The NDGFP does not discuss the possibility of any recourse mechanism for stakeholders or citizens to challenge decisions to classify NPD into any restricted/non-shareable/shareable categories of dataset and to deny access to such categories of NPD. A requirement may be incorporated to obligate covered public entities to provide adequate grounds for refusal that are in line with the rest of the guidelines laid down by the IDMO.

Suggestions

An appeals process may be introduced to address disputes over denials of requests to release certain datasets on grounds that they are restricted or non-shareable.

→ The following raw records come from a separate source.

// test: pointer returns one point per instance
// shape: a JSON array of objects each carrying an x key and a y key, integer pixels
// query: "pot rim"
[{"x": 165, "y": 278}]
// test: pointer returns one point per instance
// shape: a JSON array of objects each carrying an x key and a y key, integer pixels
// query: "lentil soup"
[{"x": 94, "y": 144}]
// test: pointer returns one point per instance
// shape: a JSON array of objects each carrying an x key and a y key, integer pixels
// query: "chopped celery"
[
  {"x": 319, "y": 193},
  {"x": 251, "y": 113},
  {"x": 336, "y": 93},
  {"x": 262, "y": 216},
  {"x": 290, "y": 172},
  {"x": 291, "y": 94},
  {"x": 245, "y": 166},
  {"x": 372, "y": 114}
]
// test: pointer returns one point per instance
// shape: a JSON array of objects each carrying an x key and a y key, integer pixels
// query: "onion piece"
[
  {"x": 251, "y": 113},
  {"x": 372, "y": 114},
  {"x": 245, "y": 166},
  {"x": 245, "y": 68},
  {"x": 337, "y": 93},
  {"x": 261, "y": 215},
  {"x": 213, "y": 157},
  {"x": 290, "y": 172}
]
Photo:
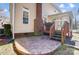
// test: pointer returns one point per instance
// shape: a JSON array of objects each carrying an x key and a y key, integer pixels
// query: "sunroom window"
[{"x": 25, "y": 16}]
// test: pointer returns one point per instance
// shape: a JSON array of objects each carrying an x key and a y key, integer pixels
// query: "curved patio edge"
[{"x": 20, "y": 52}]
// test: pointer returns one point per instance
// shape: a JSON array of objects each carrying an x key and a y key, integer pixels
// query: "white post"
[{"x": 13, "y": 15}]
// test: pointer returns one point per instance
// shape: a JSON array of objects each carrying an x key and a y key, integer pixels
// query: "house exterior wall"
[
  {"x": 48, "y": 9},
  {"x": 19, "y": 26}
]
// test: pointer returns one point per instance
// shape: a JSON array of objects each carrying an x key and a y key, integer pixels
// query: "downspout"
[{"x": 13, "y": 17}]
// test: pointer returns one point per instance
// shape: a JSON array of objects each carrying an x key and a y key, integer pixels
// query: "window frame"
[{"x": 27, "y": 10}]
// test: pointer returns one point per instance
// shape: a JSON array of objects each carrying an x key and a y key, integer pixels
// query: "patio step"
[{"x": 57, "y": 36}]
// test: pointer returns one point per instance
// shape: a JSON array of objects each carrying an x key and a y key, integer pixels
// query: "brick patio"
[{"x": 36, "y": 45}]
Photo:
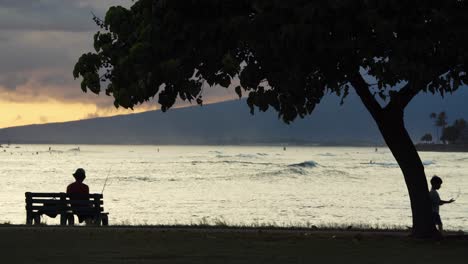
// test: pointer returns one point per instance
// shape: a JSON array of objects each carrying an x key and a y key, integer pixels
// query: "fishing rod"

Release of real-time dynamic data

There is no mention on whether the NDGFP will also lead to the release of real-time dynamic data. Real-time data (such as sensor or machine generated data) can be particularly useful for research and innovation. For instance, sharing of real-time data of air quality index (AQI) over the years has led to Graded Response Action Plan (GRAP) to combat deteriorating air quality in Delhi-NCR. There are cases where data could be released within stipulated time-periods as well. In this regard, we note that a process stipulating timeline for release of such data needs to be formulated. These stipulated timelines may be reviewed on a periodic basis to improve upon. However, the release of real-time data should not come at the cost of removing confidential or personal information. Further, we suggest that standards be laid down for quality of data shared as well. Such as, what is the expected error rate of such data, how can it be improved, what metadata fields is required, if audit mechanisms are required, transparency and accountability measures to operationalise quality data sharing amongst others.

Suggestions

Release of real-time dynamic data should be incorporated in the NDGFP.

Need for phased implementation

NDGFP provides that detailed implementation guidelines including the data sharing toolkit, operational manuals, mechanisms for data anonymization and privacy shall be issued by IDMO. However, the Policy at present, does not discuss strategies on how its proposals will be scaled We suggest that the NDGFP would benefit from a structured implementation plan that scales its proposals in stages.